ATI LPN
PN ATI Comprehensive Predictor
1. A nurse offers pain meds to a client who is postop prior to ambulation. The nurse understands that this aspect of care delivery is an example of which of the following ethical principles?
- A. Fidelity
- B. Autonomy
- C. Justice
- D. Beneficence
Correct answer: D
Rationale: In this scenario, offering pain medication to a postoperative client before ambulation is an example of beneficence. Beneficence is the ethical principle related to promoting the well-being of the client, which includes providing pain relief to improve the client's comfort and facilitate their recovery. Fidelity (choice A) is about honoring commitments and being faithful to agreements, not directly related to pain management. Autonomy (choice B) refers to respecting the client's right to make decisions about their care, not specifically about pain medication administration. Justice (choice C) involves fairness and equality in healthcare resource allocation, not directly applicable in this situation.
2. What is the first nursing action when caring for a client with a wound infection?
- A. Change the dressing every 12 hours
- B. Perform a wound culture before applying antibiotics
- C. Cleanse the wound with normal saline
- D. Apply a wet-to-dry dressing to the wound
Correct answer: B
Rationale: The first nursing action when caring for a client with a wound infection is to perform a wound culture before applying antibiotics. This step is crucial to identify the specific infecting organism and determine the most effective antibiotic therapy.
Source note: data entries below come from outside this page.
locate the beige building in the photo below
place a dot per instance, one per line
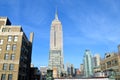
(56, 46)
(15, 52)
(111, 65)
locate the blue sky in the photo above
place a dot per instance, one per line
(87, 24)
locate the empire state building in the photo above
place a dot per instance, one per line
(56, 46)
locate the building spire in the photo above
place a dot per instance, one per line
(56, 15)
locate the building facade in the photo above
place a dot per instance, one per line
(110, 65)
(15, 52)
(56, 46)
(96, 64)
(43, 71)
(88, 65)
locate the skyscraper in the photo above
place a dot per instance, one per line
(88, 66)
(56, 46)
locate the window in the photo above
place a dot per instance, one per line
(9, 38)
(8, 47)
(4, 66)
(12, 56)
(10, 76)
(1, 41)
(11, 67)
(4, 29)
(15, 38)
(14, 47)
(3, 76)
(6, 57)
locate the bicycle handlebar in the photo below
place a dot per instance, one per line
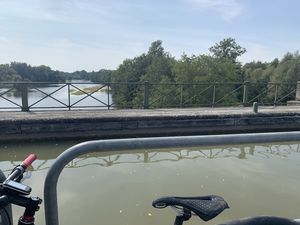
(29, 160)
(13, 191)
(18, 171)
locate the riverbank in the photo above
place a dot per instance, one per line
(102, 124)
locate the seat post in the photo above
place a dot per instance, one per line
(182, 216)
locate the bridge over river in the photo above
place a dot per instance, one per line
(99, 124)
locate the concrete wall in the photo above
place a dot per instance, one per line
(139, 126)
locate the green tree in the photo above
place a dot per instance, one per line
(227, 49)
(155, 67)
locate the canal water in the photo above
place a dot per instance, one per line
(118, 188)
(80, 94)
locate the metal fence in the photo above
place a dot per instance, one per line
(78, 95)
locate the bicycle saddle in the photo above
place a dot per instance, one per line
(206, 207)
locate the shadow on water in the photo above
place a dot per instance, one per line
(50, 151)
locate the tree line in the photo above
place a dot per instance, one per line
(221, 65)
(22, 72)
(158, 66)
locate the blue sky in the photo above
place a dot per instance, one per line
(71, 35)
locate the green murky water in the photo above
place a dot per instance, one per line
(118, 188)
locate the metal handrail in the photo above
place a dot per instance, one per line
(153, 95)
(50, 185)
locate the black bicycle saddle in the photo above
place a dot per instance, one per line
(206, 207)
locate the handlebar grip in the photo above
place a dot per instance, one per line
(29, 160)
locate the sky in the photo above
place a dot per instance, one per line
(70, 35)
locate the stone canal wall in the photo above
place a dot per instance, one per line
(101, 124)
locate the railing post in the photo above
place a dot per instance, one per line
(214, 96)
(181, 95)
(108, 91)
(69, 96)
(245, 93)
(24, 92)
(146, 95)
(276, 94)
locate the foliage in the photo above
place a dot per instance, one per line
(195, 80)
(227, 49)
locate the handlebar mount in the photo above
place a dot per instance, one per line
(12, 191)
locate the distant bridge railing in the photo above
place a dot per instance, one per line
(26, 96)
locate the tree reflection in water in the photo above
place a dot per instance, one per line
(107, 159)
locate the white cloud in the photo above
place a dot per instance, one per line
(228, 9)
(259, 52)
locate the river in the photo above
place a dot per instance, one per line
(118, 188)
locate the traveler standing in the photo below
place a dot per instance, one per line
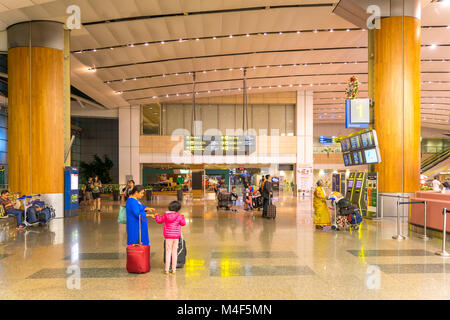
(234, 198)
(173, 221)
(321, 214)
(97, 184)
(436, 184)
(266, 193)
(128, 188)
(88, 191)
(135, 211)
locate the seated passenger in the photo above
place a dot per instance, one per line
(10, 210)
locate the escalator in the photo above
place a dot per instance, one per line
(435, 160)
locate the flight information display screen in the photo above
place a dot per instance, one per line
(361, 149)
(371, 156)
(220, 145)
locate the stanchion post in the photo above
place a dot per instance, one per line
(424, 235)
(444, 253)
(398, 236)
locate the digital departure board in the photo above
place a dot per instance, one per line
(357, 113)
(361, 149)
(220, 145)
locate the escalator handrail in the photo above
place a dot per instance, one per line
(434, 157)
(440, 159)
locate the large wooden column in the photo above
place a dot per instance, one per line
(397, 103)
(36, 110)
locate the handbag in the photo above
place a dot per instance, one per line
(122, 218)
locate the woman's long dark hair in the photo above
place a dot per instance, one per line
(136, 189)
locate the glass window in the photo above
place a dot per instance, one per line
(151, 119)
(174, 117)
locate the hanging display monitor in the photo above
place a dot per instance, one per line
(357, 113)
(371, 156)
(361, 149)
(220, 145)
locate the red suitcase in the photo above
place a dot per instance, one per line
(138, 256)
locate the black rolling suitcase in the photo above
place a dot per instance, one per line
(181, 260)
(271, 210)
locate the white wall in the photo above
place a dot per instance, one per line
(129, 131)
(304, 131)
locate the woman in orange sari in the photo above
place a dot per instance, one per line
(321, 214)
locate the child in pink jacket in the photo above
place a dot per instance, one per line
(173, 221)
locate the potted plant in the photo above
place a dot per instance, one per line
(116, 192)
(149, 192)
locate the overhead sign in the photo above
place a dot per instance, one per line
(357, 113)
(327, 140)
(220, 145)
(361, 149)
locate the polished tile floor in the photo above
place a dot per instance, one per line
(230, 256)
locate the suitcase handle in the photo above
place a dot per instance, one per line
(139, 218)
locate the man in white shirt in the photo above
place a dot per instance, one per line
(436, 184)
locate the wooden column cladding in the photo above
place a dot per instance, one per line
(35, 120)
(397, 103)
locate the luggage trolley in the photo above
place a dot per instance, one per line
(26, 205)
(345, 215)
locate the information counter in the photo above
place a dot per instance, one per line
(436, 202)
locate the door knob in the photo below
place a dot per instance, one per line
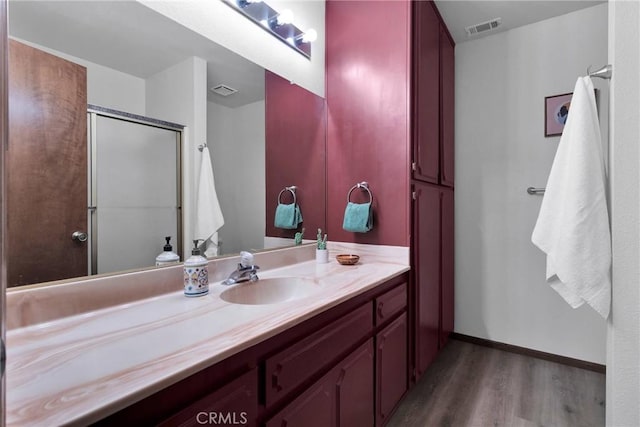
(79, 236)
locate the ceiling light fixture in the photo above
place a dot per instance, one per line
(278, 24)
Choices A, C, and D are incorrect because changing the dressing, cleansing the wound, or applying a wet-to-dry dressing should only be done after obtaining the culture results and starting appropriate antibiotic treatment.
3. When receiving change-of-shift report for a group of clients, which time-management strategy should the nurse plan to implement?
- A. Prepare a priority list of client needs for the shift
- B. Complete less time-consuming tasks first
- C. Handle urgent client needs at the end of the shift
- D. Work on each client as they are seen
Correct answer: A
Rationale: Preparing a priority list of client needs for the shift is the most effective time-management strategy for a nurse receiving change-of-shift report. This approach helps the nurse identify and address the most urgent client needs first, ensuring efficient use of time. Choice B is incorrect because focusing on less time-consuming tasks first may result in crucial tasks being delayed. Choice C is incorrect as urgent client needs should be handled promptly, not postponed until the end of the shift. Choice D is inefficient as it does not prioritize tasks based on urgency, potentially leading to delays in addressing critical client needs.
4. A nurse is planning care for a client who is at 28 weeks of gestation and has preeclampsia. Which of the following interventions should the nurse include in the plan?
- A. Restrict the client's fluid intake.
- B. Monitor the client's deep-tendon reflexes.
- C. Place the client in the lithotomy position.
- D. Encourage the client to ambulate frequently.
Correct answer: B
Rationale: The correct answer is to monitor the client's deep-tendon reflexes. Monitoring deep-tendon reflexes is crucial in clients with preeclampsia as hyperreflexia can indicate severe complications. Restricting the client's fluid intake is not recommended as hydration is essential. Placing the client in the lithotomy position can worsen preeclampsia by reducing blood flow to the heart, so it should be avoided. Encouraging the client to ambulate frequently may not be suitable for a client with preeclampsia due to the risk of falls and increased stress on the body.
5. A nurse is collecting data from a newly-admitted infant who is 3 months old and has diarrhea. Which of the following findings should the nurse report to the provider?
- A. Weight gain
- B. Poor appetite
- C. Irritability
- D. Decreased urination
Correct answer: C
Rationale: Irritability in infants can indicate worsening dehydration, which needs to be reported. Weight gain (Choice A) would be a positive finding, indicating adequate fluid intake. Poor appetite (Choice B) is common with diarrhea but not as concerning as irritability. Decreased urination (Choice D) can also be a sign of dehydration, but irritability is more specific to worsening dehydration in this case.